Question

In the system shown in figure, all the surfaces are smooth. Rod is moved by external agent with acceleration 9 m/s² vertically downwards. Force exerted on the rod by the wedge will be:

• A. 120 N
• B. 200 N
• C. 135/2 N
• D. 225/2 N

Answer 1

Answer: (B)

200 N

Answer 2

Solution

1. Setup and Geometry

The rod is accelerated vertically downward with acceleration $\vec{a}_r=(0,-9)$ m/s². The contact is on the wedge’s smooth inclined face which makes an angle $37^\circ$ with the horizontal. Choosing the unit normal to the inclined face as

$$\hat{n}=(-\sin37^\circ,\cos37^\circ),$$

(pointing from the wedge toward the rod), the contact condition (no separation along the normal) requires that the relative acceleration along $\hat{n}$ must vanish.
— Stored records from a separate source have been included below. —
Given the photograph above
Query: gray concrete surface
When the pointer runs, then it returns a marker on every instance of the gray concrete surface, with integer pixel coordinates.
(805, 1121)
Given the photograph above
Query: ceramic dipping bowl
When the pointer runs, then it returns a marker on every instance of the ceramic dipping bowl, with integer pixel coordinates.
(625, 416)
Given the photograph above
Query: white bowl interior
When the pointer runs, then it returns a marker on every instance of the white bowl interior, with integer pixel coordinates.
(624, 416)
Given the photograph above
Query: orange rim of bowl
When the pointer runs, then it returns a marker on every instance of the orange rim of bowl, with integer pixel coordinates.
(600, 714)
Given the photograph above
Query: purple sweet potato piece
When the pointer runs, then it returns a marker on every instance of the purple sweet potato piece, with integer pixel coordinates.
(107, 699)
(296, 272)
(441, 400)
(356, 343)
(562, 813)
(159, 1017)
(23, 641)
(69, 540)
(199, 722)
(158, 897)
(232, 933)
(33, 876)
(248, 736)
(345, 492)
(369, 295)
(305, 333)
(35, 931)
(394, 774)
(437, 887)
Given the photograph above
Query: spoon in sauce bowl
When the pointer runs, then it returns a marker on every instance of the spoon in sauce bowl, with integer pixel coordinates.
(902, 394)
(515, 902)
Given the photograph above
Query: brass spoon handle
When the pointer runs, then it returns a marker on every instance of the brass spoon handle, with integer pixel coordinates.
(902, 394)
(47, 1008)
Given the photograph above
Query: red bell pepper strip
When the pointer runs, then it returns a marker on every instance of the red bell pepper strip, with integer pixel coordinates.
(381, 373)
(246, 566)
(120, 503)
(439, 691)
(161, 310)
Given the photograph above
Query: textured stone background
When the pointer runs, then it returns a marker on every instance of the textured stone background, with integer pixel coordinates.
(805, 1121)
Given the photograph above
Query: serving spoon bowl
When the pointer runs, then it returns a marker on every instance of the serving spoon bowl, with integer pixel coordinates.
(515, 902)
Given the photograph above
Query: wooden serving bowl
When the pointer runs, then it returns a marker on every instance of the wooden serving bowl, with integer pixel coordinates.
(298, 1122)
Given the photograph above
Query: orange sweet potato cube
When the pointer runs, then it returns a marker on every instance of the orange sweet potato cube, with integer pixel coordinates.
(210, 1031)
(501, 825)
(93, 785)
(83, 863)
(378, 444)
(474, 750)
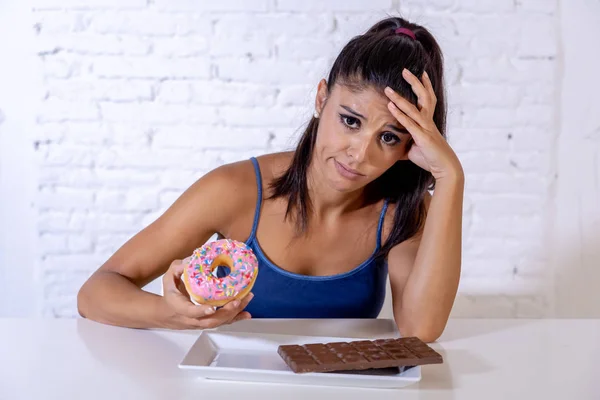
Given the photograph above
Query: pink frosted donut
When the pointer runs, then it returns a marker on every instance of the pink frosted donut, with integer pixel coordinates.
(206, 288)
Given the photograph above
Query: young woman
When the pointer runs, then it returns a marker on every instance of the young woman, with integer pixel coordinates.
(329, 221)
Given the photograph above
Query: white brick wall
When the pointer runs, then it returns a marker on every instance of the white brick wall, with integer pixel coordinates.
(140, 98)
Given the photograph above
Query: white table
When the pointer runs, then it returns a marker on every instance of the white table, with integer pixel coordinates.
(483, 359)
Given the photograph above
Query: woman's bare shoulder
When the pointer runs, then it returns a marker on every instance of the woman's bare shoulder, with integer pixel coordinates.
(273, 165)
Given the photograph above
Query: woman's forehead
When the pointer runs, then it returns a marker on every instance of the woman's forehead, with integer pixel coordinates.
(366, 97)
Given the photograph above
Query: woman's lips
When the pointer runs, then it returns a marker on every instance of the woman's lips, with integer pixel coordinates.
(347, 172)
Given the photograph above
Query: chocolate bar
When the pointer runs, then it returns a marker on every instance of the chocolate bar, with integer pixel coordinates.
(358, 355)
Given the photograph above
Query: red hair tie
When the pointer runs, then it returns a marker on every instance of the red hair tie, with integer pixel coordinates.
(406, 31)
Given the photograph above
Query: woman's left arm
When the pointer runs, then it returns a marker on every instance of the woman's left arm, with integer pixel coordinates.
(425, 270)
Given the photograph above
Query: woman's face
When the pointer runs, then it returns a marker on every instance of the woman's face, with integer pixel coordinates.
(358, 139)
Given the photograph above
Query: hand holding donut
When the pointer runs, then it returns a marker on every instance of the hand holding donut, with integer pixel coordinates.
(183, 314)
(430, 150)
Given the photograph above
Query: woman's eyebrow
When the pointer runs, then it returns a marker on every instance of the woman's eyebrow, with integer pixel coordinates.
(353, 112)
(401, 131)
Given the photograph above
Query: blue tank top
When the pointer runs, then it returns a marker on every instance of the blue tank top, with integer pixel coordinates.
(278, 293)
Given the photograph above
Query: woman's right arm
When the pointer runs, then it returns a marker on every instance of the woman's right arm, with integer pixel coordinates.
(113, 293)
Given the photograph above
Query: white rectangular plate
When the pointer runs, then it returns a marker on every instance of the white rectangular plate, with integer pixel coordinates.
(243, 356)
2. Relative Acceleration Condition

Let the wedge accelerate horizontally with unknown $\vec{a}_w=(a,0)$. Then the relative acceleration is:

$$\vec{a}_{\text{rel}}=\vec{a}_{r}-\vec{a}_w=( -a,\,-9).$$

The no‐separation condition along $\hat{n}$ gives:

$$\vec{a}_{\text{rel}}\cdot\hat{n}=0\quad\Longrightarrow\quad (-a,\,-9)\cdot(-\sin37^\circ,\cos37^\circ)=0.$$

This yields:

$$a\sin37^\circ - 9\cos37^\circ = 0\quad\Longrightarrow\quad a = \frac{9\cos37^\circ}{\sin37^\circ}=9\cot37^\circ.$$

Numerically, using $\sin37^\circ\approx 0.6018$ and $\cos37^\circ\approx 0.7986$,

$$a\approx 9\times\frac{0.7986}{0.6018}\approx 9\times1.327\approx 11.94\ \text{m/s}^2.$$

3. Wedge Dynamics

The only horizontal force acting on the 10 kg wedge is due to the reaction force $N$ from the rod. By Newton’s third law, the wedge experiences a force:

$$\vec{F}_w=-N\hat{n}.$$

Only the horizontal component matters. Since

$$N\hat{n}=N(-\sin37^\circ,\cos37^\circ),$$

the horizontal component is $N\sin37^\circ$ (directed to the right). Applying Newton’s second law for the wedge in the horizontal direction:

$$10\,a = N\sin37^\circ.$$

So,

$$N = \frac{10\,a}{\sin37^\circ} = \frac{10\times 11.94}{0.6018}\approx \frac{119.4}{0.6018}\approx 198.3\ \text{N}.$$

Rounding, the force $N$ is approximately 200 N.